Earlier this week Rock and Ice published an article involving forces in a TR fall (1). They claimed they were able to reach forces as high as 7kN in their analysis. I did some testing on TR falls a few years back (2), but lieu of the article, I decided to revisit the topic once more.

Setup and Testing Procedures
The objective in this test is quite simple—determine how much force a typical TR fall produces under typical conditions. I conducted three series of tests:

(1) 160 lbs climber takes three TR falls w/ 180 lbs belayer; no twists in the rope at the anchor.

(2) Same as series one, but with two twists in the rope at the anchor.

(3) 180 lbs climber takes three TR falls w/ 160 lbs belayer; no twists in the rope at the anchor.

All three series of tests have the following common properties:

- The route was a 5.10c sport climb with five bolts, it was approximately 45’ tall and it was dead-vertical.

- Each of the three series incorporated three falls—one about 1/4th of the way up the route, the next ½ the way up, and the last at about ¾ of the way up.

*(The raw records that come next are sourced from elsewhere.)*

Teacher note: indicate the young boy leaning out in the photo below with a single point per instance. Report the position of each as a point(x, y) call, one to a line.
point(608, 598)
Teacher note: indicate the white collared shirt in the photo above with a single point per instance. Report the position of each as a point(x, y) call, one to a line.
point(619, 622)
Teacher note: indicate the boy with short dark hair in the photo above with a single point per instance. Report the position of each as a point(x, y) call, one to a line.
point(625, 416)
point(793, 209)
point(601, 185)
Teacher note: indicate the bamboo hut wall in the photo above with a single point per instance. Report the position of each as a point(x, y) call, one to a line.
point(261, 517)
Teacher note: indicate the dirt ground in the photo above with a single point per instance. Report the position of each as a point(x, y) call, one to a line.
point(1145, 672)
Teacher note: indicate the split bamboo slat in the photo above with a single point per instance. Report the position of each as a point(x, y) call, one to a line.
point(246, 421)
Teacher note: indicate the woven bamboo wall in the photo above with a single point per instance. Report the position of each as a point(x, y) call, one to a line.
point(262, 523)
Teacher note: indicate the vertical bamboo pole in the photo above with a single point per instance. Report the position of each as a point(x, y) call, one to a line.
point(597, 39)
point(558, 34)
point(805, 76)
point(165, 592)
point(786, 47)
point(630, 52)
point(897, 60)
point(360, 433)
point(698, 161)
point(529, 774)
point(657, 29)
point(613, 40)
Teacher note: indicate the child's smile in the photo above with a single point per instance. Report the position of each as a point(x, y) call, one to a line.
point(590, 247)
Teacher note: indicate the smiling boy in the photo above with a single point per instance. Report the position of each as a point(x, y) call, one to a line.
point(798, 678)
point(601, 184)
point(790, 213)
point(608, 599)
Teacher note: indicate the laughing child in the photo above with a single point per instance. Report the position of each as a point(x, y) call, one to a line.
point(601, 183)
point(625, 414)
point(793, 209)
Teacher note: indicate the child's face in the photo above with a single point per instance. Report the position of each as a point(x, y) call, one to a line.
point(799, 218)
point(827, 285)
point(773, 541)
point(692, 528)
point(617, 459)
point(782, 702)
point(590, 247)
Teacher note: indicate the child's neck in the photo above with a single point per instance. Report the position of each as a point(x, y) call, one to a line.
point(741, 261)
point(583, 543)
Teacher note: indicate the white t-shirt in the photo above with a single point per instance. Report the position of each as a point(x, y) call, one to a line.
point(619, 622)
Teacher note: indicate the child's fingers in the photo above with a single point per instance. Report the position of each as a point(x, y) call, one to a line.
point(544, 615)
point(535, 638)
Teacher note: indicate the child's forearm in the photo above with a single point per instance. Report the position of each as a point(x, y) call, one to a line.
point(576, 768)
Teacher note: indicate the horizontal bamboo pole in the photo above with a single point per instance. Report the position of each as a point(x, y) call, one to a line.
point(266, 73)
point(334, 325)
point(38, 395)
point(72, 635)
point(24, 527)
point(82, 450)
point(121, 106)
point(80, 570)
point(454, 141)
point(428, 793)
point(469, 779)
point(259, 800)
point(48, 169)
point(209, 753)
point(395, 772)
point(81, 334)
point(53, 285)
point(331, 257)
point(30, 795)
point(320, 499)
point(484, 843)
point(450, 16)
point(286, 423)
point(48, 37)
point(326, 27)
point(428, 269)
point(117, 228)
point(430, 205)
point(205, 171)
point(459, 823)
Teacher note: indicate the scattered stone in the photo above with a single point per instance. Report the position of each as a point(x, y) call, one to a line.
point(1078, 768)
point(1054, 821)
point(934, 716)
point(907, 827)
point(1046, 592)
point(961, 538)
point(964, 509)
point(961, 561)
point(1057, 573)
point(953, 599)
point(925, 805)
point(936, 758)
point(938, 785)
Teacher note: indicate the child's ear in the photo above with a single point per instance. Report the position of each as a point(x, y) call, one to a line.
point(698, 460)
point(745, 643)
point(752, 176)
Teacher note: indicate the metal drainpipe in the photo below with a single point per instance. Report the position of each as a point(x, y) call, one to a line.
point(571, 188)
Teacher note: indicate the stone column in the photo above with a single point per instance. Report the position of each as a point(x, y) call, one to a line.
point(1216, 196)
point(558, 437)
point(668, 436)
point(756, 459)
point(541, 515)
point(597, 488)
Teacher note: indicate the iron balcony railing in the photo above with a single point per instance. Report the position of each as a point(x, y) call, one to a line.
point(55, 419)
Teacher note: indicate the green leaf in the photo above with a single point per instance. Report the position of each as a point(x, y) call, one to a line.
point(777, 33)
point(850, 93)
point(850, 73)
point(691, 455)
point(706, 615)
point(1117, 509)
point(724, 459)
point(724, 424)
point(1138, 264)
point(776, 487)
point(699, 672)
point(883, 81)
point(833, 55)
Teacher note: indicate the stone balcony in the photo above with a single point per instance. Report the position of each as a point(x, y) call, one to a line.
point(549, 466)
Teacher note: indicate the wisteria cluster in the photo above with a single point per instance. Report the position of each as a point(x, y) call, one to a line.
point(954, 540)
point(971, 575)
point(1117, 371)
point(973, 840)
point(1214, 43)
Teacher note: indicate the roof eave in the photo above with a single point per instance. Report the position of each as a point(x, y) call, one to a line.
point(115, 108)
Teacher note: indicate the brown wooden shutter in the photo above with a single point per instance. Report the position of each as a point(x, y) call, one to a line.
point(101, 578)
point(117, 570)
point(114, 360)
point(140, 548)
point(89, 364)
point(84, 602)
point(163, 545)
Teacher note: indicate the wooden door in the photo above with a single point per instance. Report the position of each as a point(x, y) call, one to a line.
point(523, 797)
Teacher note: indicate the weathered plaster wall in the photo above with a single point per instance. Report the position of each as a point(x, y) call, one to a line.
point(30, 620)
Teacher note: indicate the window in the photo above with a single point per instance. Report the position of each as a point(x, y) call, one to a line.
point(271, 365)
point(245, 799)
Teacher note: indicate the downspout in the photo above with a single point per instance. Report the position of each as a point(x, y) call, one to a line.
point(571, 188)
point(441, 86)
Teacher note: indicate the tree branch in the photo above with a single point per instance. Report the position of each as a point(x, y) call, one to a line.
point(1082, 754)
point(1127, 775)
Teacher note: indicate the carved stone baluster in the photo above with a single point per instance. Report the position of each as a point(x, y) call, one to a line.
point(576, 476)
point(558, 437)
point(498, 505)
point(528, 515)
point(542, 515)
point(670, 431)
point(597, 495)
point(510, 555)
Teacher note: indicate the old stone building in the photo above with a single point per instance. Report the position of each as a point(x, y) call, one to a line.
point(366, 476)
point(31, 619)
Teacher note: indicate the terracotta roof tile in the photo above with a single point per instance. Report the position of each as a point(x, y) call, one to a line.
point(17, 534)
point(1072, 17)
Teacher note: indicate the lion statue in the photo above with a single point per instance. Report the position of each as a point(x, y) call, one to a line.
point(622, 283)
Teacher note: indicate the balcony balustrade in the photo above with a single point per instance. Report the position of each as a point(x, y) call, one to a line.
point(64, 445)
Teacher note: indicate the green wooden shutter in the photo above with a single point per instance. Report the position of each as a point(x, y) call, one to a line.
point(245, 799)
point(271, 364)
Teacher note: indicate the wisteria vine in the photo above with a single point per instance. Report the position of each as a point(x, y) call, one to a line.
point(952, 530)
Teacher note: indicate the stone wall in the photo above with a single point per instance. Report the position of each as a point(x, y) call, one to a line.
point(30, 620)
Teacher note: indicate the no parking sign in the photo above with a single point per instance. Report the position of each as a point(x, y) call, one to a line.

- The belayer used a locking belay device; the belayer was not anchored to anything; the belayer did not jump or pull in slack mid-fall to manipulate the catch style.

- The load cell was placed on the anchor so as to measure the peak force on the anchor.

- The rope used was a Maxim Pinnacle 9.5mm, which has the highest impact force rating of any dynamic rope on the market (10.3kN, 31% dynamic elongation, 5% static elongation). This simulates a worst-case scenario with regard to rope choice, unless the climber is TRing on static rope.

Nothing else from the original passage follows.